NAME

Regexp::Parsertron - Parse a Perl regexp into a data structure of type Tree

Warning: Development version. See "Version Numbers" for details.

Synopsis

This is scripts/synopsis.pl:

#!/usr/bin/env perl

use v5.10;
use strict;
use warnings;

use Regexp::Parsertron;

# ---------------------

my($re)		= qr/Perl|JavaScript/i;
my($parser)	= Regexp::Parsertron -> new(verbose => 1);

# Return 0 for success and 1 for failure.

my($result) = $parser -> parse(re => $re);

say "Calling append(text => '|C++', uid => 6)";

$parser -> append(text => '|C++', uid => 6);
$parser -> print_raw_tree;
$parser -> print_cooked_tree;

my($as_string) = $parser -> as_string;

say "Original:  $re. Result: $result. (0 is success)";
say "as_string: $as_string";

And its output:

Test count: 1. Parsing (in qr/.../ form): '(?^i:Perl|JavaScript)'.
Root. Attributes: {text => "Root", uid => "0"}
    |--- open_parenthesis. Attributes: {text => "(", uid => "1"}
    |    |--- question_mark. Attributes: {text => "?", uid => "2"}
    |    |--- caret. Attributes: {text => "^", uid => "3"}
    |    |--- flag_set. Attributes: {text => "i", uid => "4"}
    |    |--- colon. Attributes: {text => ":", uid => "5"}
    |    |--- character_set. Attributes: {text => "Perl|JavaScript", uid => "6"}
    |--- close_parenthesis. Attributes: {text => ")", uid => "7"}
Calling append(text => '|C++', uid => 6)
Root. Attributes: {text => "Root", uid => "0"}
    |--- open_parenthesis. Attributes: {text => "(", uid => "1"}
    |    |--- question_mark. Attributes: {text => "?", uid => "2"}
    |    |--- caret. Attributes: {text => "^", uid => "3"}
    |    |--- flag_set. Attributes: {text => "i", uid => "4"}
    |    |--- colon. Attributes: {text => ":", uid => "5"}
    |    |--- character_set. Attributes: {text => "Perl|JavaScript|C++", uid => "6"}
    |--- close_parenthesis. Attributes: {text => ")", uid => "7"}
Name                  Uid  Text
----                  ---  ----
open_parenthesis        1  (
question_mark           2  ?
caret                   3  ^
flag_set                4  i
colon                   5  :
character_set           6  Perl|JavaScript|C++
close_parenthesis       7  )
Original:  (?^i:Perl|JavaScript). Result: 0. (0 is success)
as_string: (?^i:Perl|JavaScript|C++)

Note: The 1st tree is printed due to verbose => 1 in the call to "new([%opts])", while the 2nd is due to the call to "print_raw_tree()". The columnar output is due to the call to "print_cooked_tree()".

The Edit Methods

The edit methods simply means any one or more of these methods, which can all change the text of a node:

o "append(%opts)"
o "prepend(%opts)"
o "set(%opts)"

The edit methods are exercised in t/get.set.t, as well as scripts/synopsis.pl (above).

Description

Parses a regexp into a tree object managed by the Tree module, and provides various methods for updating and retrieving that tree's contents.

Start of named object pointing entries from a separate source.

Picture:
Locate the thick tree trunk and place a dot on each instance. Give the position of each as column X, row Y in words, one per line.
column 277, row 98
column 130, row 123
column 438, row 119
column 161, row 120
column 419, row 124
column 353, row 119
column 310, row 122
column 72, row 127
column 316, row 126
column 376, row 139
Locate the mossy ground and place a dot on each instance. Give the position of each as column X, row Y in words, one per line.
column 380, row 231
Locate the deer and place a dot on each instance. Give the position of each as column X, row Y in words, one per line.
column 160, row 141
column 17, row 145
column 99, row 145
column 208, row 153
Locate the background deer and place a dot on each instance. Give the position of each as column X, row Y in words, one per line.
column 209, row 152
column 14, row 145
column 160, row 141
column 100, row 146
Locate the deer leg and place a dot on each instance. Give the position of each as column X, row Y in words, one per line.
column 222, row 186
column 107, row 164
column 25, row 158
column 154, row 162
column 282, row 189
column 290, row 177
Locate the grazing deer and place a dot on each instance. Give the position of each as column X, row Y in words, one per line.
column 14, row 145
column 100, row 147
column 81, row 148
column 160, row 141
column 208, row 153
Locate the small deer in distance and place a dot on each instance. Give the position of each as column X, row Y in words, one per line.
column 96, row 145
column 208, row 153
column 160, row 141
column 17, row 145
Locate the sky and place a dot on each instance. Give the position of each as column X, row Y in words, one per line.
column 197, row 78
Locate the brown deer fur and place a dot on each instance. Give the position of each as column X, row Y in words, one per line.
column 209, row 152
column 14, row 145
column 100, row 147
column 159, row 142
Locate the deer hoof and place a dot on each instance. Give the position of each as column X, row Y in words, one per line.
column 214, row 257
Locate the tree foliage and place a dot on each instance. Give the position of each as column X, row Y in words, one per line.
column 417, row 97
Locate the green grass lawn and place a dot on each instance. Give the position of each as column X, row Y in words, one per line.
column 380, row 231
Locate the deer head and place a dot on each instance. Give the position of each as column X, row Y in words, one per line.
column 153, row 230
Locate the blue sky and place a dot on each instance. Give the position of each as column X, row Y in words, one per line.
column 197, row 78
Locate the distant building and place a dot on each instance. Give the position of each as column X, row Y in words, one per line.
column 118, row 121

This module uses Marpa::R2 and Moo.

Distributions

This module is available as a Unix-style distro (*.tgz).

See http://savage.net.au/Perl-modules/html/installing-a-module.html for help on unpacking and installing distros.

Installation

Install Regexp::Parsertron as you would any Perl module:

Run:

cpanm Regexp::Parsertron

or run:

sudo cpan Regexp::Parsertron

or unpack the distro, and then use:

perl Makefile.PL
make (or dmake or nmake)
make test
make install

Constructor and Initialization

new() is called as my($parser) = Regexp::Parsertron -> new(k1 => v1, k2 => v2, ...).

It returns a new object of type Regexp::Parsertron.

Key-value pairs accepted in the parameter list (see corresponding methods for details [e.g. "re([$regexp])"]):

o re => $regexp

The does() method of Scalar::Does is called to see what re is. If it's already of the form qr/$re/, then it's processed as is, but if it's not, then it's transformed using qr/$re/.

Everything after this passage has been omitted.